The method of reading mnist data set by python 07/03 Update SLTechnology News&Howtos

The method of reading mnist data set by python

2025-07-03 Update From: SLTechnology News&Howtos shulou NAV: SLTechnology News&Howtos > Development >

Shulou(Shulou.com)06/03 Report--

This article mainly explains the "python read mnist data set method", the article explains the content is simple and clear, easy to learn and understand, the following please follow the editor's train of thought slowly in depth, together to study and learn "python read mnist data set method"!

Introduction to dataset format

This part of the content is very common on the Internet, here is a brief introduction. The mnist dataset downloaded on the network contains four files:

The first two are the image and label of the test set, containing 10000 samples. The last two are from the training set and contain 60000 samples. GZ represents this compressed package, and if you decompress it, you will get a binary file in .ubyte format.

The image above shows the storage format of the label and image data of the training set. Both files start with magic number and number of images/items, and the second is useful, indicating the number of samples stored in the file. Another thing to note is the number of bits of data, there are 32-bit integers and 8-bit integers.

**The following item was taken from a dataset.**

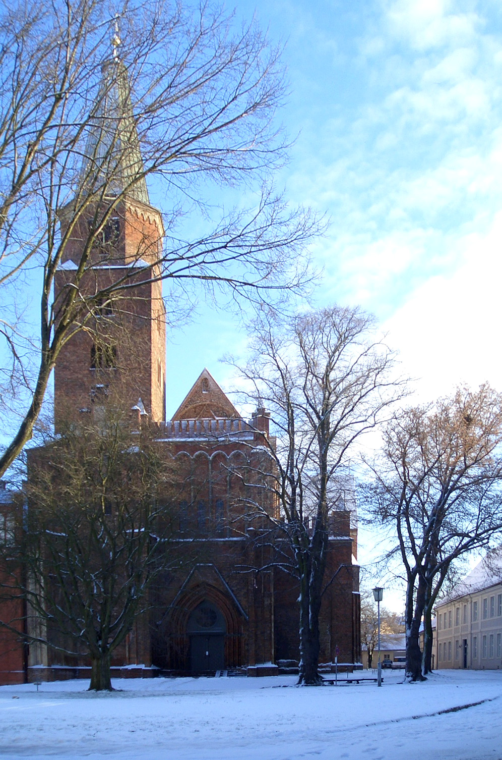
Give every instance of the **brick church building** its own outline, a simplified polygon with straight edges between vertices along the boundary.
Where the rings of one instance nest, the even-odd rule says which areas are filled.
[[[126,76],[117,74],[117,65],[112,62],[103,73],[109,94],[101,96],[103,120],[109,116],[109,78]],[[127,88],[123,83],[117,88],[120,98]],[[109,130],[91,133],[88,155],[109,150],[102,143],[103,135],[113,133],[112,118]],[[140,161],[137,144],[132,140],[122,151],[123,178],[128,166]],[[70,214],[61,220],[63,233],[69,219]],[[56,302],[71,283],[92,224],[89,214],[79,218],[68,240],[56,277]],[[113,673],[284,672],[298,660],[298,582],[276,562],[283,547],[260,542],[260,526],[248,520],[239,471],[250,460],[265,471],[272,467],[271,460],[267,462],[267,445],[273,445],[269,415],[258,408],[250,420],[243,420],[204,369],[172,419],[166,420],[166,324],[156,264],[163,233],[161,213],[150,204],[143,180],[115,207],[81,283],[91,295],[126,277],[130,287],[94,303],[82,318],[87,328],[75,331],[55,370],[56,432],[68,415],[99,420],[103,405],[118,400],[130,410],[133,428],[149,426],[166,461],[182,462],[189,473],[178,505],[178,540],[190,540],[196,556],[151,591],[148,619],[144,616],[116,651]],[[280,521],[272,492],[262,488],[260,498],[263,512]],[[333,582],[323,597],[320,620],[320,662],[327,670],[336,654],[340,663],[361,661],[354,517],[355,509],[332,513],[327,577]],[[87,674],[84,660],[70,664],[50,648],[20,645],[16,657],[15,670],[24,670],[19,679]],[[18,661],[23,657],[24,669]],[[14,677],[5,660],[0,657],[2,682]]]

Read method file reading in .gz format

Import gzip is required

The code to read the training set is as follows:

Def load_mnist_train (path, kind='train'):''path: path to the dataset kind: value is train Represents the read training set''labels_path = os.path.join (path,'%s-labels-idx1-ubyte.gz'% kind) images_path = os.path.join (path,'%s-images-idx3-ubyte.gz'% kind) # Open the file with gzip.open (labels_path,' rb') as lbpath using gzip: # use the struct.unpack method to read the first two data, > indicates that the high order comes first I stands for 32-bit integers. Lbpath.read (8) means to read 8 bytes at a time from a file # so that the first two data read are magic number and the number of samples magic, n = struct.unpack ('> II',lbpath.read (8)) # use np.fromstring to read the rest of the data Lbpath.read () means reading all data labels = np.fromstring (lbpath.read (), dtype=np.uint8) with gzip.open (images_path, 'rb') as imgpath: magic, num, rows, cols = struct.unpack (' > IIII',imgpath.read (16)) images = np.fromstring (imgpath.read (), dtype=np.uint8) .reshape (len (labels), 784) return images, labels

The code to read the test set is similar.

Reading of uncompressed files

If you extract the four files locally, you will get a file in .ubyte format, and the read code will change.

Def load_mnist_train (path, kind='train'):''path: path to the dataset kind: value is train Represents the read training set''labels_path = os.path.join (path,'%s-labels-idx1-ubyte'% kind) images_path = os.path.join (path,'%s-images-idx3-ubyte'% kind) # No longer use gzip to open the file with open (labels_path,' rb') as lbpath: # use the struct.unpack method to read the first two data, > indicates the high bit comes first, and I represents the 32-bit integer. Lbpath.read (8) means to read 8 bytes at a time from a file # so that the first two data read are magic number and the number of samples magic, n = struct.unpack ('> II',lbpath.read (8)) # use np.fromfile to read the remaining data labels = np.fromfile (lbpath,dtype=np.uint8) with gzip.open (images_path, 'rb') as imgpath: magic, num, rows Cols = struct.unpack ('> IIII',imgpath.read (16)) images = np.fromfile (imgpath,dtype=np.uint8) .reshape (len (labels), 784) return images, labels

After reading, you can check the length of images and labels to confirm that the read is correct.

Thank you for your reading, the above is the content of "the method of python reading mnist data set". After the study of this article, I believe you have a deeper understanding of the method of python reading mnist data set, and the specific use needs to be verified in practice. Here is, the editor will push for you more related knowledge points of the article, welcome to follow!

Welcome to subscribe "Shulou Technology Information " to get latest news, interesting things and hot topics in the IT industry, and controls the hottest and latest Internet news, technology news and IT industry trends.

*The comments in the above article only represent the author's personal views and do not represent the views and positions of this website. If you have more insights, please feel free to contribute and share.